Timing compares with OpenCL & CUDA

I have implemented cuda events and opencl events to measure CPU-GPU, GPU-CPU copy and kernel execution times. The thing that bugs me the most is that my opencl implementation shows better results than cuda implementation.

For example (using events from CUDa and OpenCL documentation)

cl_ulong start, end; clGetEventProfilingInfo(event, CL_PROFILING_COMMAND_END, sizeof(cl_ulong), &end, NULL);
clGetEventProfilingInfo(event, CL_PROFILING_COMMAND_START, sizeof(cl_ulong), &start, NULL);
float executionTimeInMilliseconds = (end - start) * 1.0e-6f;

cudaEvent_t start, stop;
float time;
cudaEventRecord( start, 0 );
kernel<<<grid,threads>>> ( d_odata, d_idata, size_x, size_y, NUM_REPS);
cudaEventRecord( stop, 0 );
cudaEventSynchronize( stop );
cudaEventElapsedTime( &time, start, stop );
cudaEventDestroy( start );
cudaEventDestroy( stop );

for number of elements 2048
CUDA CPU-GPU 0,0165979 ms, GPU-CPU 0,091427 ms, Kernel - 0,007098 and
OpenCL CPU-GPU 0,007276 ms, GPU-CPU 0,006684 ms, Kernel - 0,011754.

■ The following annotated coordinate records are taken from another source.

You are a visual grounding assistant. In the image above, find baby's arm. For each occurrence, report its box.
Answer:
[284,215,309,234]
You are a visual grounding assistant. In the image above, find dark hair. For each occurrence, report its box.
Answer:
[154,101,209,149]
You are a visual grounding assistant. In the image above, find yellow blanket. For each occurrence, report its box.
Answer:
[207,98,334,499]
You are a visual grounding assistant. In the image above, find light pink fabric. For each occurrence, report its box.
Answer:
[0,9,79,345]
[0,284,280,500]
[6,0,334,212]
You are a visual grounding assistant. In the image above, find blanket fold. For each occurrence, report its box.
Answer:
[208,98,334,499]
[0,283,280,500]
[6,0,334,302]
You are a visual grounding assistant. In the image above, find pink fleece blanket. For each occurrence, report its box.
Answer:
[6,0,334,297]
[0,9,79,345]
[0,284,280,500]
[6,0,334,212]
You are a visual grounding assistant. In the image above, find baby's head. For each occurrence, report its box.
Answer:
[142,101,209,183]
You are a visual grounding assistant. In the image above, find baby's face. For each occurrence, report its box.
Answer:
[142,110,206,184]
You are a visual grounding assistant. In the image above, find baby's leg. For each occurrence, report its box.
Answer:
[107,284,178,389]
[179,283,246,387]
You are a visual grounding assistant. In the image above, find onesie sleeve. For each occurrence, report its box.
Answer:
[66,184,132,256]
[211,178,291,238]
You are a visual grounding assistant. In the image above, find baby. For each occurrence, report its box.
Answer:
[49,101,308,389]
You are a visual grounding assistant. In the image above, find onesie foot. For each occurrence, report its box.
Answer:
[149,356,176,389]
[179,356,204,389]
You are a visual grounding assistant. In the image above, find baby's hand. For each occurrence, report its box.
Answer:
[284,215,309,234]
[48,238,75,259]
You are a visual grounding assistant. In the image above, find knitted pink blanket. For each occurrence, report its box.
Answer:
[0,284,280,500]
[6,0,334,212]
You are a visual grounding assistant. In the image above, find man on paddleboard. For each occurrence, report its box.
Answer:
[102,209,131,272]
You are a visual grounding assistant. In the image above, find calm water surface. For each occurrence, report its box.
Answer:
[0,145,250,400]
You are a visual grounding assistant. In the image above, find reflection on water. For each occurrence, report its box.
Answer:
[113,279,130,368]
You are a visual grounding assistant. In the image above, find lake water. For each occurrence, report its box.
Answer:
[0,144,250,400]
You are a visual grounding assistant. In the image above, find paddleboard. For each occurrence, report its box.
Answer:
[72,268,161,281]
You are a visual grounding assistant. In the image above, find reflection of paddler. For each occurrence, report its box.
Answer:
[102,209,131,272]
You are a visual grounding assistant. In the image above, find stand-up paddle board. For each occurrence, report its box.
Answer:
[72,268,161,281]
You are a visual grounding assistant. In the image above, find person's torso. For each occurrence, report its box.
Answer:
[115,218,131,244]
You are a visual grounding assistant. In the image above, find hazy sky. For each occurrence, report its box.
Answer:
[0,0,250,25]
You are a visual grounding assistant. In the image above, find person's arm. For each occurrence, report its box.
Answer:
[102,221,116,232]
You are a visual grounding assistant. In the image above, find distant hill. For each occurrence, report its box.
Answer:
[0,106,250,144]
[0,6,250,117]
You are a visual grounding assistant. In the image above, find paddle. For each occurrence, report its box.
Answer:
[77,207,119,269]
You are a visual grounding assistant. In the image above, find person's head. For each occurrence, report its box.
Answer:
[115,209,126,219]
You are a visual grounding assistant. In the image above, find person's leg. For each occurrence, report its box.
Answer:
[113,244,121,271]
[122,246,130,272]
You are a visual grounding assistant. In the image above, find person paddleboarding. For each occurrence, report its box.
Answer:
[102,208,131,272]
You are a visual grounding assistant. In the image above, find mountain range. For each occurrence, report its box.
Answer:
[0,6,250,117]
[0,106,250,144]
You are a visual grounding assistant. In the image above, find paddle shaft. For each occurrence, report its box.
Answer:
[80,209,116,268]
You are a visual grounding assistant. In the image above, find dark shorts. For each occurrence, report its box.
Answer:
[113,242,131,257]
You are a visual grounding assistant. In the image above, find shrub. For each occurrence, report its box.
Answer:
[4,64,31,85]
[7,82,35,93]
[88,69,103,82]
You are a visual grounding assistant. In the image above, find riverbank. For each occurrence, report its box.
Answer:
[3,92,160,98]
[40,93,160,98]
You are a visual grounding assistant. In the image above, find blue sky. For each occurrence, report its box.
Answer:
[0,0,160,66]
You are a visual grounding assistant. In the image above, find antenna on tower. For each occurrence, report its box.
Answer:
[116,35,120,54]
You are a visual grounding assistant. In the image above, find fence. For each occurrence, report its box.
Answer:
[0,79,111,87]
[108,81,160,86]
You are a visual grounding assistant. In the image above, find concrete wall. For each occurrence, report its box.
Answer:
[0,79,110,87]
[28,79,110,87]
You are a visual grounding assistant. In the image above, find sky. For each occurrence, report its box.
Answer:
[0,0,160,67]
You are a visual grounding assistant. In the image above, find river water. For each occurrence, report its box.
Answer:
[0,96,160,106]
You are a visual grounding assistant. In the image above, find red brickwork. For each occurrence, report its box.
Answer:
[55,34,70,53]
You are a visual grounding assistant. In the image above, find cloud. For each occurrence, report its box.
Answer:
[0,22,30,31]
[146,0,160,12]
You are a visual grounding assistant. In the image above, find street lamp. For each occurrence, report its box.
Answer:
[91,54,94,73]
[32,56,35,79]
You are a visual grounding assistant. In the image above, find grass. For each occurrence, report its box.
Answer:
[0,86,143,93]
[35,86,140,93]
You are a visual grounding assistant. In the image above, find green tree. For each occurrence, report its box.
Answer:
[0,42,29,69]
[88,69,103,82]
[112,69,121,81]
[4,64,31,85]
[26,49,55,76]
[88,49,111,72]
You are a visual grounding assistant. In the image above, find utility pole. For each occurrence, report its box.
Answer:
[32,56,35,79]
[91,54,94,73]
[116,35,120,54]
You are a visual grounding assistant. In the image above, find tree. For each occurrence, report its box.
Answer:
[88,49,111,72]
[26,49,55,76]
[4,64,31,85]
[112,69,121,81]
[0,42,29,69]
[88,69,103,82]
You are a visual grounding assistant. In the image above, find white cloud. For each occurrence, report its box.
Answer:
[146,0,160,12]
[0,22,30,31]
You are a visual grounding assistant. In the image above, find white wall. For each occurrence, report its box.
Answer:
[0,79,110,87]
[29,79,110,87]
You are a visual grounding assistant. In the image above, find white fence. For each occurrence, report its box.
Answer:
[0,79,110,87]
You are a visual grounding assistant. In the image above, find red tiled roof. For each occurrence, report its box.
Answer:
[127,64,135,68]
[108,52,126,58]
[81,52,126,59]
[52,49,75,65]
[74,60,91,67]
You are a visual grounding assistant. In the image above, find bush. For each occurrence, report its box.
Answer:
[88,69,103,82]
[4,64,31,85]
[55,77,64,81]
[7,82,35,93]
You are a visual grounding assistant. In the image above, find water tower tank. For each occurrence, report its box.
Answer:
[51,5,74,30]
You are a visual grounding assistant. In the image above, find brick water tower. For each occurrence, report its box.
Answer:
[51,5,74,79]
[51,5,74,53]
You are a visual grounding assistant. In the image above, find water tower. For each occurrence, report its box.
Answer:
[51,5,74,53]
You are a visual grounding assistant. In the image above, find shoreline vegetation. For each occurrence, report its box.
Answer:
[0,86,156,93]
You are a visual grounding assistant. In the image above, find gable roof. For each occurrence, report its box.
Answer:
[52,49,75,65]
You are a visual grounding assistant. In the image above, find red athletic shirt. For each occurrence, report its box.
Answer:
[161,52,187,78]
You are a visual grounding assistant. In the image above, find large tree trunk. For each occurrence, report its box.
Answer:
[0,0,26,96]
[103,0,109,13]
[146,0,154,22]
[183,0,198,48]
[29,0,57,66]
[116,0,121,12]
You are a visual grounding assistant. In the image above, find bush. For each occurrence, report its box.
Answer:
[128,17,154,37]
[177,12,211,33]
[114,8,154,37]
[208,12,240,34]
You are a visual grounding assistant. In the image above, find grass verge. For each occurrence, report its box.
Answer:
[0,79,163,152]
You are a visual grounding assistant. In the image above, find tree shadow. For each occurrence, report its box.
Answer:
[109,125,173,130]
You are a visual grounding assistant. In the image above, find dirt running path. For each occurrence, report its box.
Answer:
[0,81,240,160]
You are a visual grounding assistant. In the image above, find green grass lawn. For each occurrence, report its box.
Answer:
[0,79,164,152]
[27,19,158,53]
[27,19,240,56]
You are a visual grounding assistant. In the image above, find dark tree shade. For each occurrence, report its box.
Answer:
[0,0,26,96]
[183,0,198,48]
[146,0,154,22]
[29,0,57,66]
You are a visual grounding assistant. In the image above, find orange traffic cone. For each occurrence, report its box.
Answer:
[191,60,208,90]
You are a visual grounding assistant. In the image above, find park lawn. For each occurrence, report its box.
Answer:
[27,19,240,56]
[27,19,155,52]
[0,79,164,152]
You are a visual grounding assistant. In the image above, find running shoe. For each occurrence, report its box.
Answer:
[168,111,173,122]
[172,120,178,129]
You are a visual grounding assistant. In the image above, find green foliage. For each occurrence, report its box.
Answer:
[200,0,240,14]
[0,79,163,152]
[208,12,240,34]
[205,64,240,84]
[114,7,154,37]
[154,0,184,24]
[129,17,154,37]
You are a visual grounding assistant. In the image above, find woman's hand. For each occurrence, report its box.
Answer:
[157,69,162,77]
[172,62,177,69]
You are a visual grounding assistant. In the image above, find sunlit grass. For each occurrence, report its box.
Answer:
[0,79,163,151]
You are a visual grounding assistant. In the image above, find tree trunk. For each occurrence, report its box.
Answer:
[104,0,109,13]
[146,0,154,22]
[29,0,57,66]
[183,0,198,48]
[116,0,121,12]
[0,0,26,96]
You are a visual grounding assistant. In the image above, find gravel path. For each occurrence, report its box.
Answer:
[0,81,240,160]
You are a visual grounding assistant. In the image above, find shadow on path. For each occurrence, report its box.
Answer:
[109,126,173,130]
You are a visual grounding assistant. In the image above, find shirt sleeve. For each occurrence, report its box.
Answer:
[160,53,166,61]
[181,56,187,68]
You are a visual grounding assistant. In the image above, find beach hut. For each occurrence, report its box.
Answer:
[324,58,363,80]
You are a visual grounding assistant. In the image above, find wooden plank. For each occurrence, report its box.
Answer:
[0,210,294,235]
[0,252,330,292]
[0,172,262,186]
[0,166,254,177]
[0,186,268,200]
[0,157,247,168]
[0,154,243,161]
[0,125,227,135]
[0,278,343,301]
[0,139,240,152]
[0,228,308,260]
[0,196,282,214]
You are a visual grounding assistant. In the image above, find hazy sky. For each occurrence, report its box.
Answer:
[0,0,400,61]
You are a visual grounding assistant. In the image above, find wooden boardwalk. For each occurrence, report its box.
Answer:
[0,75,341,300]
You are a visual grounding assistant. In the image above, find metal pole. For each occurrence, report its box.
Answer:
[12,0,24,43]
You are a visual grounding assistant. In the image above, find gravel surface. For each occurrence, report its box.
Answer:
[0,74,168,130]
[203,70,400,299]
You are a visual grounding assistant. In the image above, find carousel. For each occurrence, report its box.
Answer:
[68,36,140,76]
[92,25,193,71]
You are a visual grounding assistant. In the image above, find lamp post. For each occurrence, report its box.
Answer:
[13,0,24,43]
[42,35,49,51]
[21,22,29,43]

I tried with bigger number of elements like 114440, 2097152 etc. and opencl still shows better performance.
Literature and articles all say that CUDA offers better performance, so I’m thinking that I’m doing something wrong, what should i check?
Already checked syncronization, calculated average values… changed kernel execution settings…

Are you using pinned memory in your CUDA implementation? That generally offers more (in some cases twice) the performance in copy operations.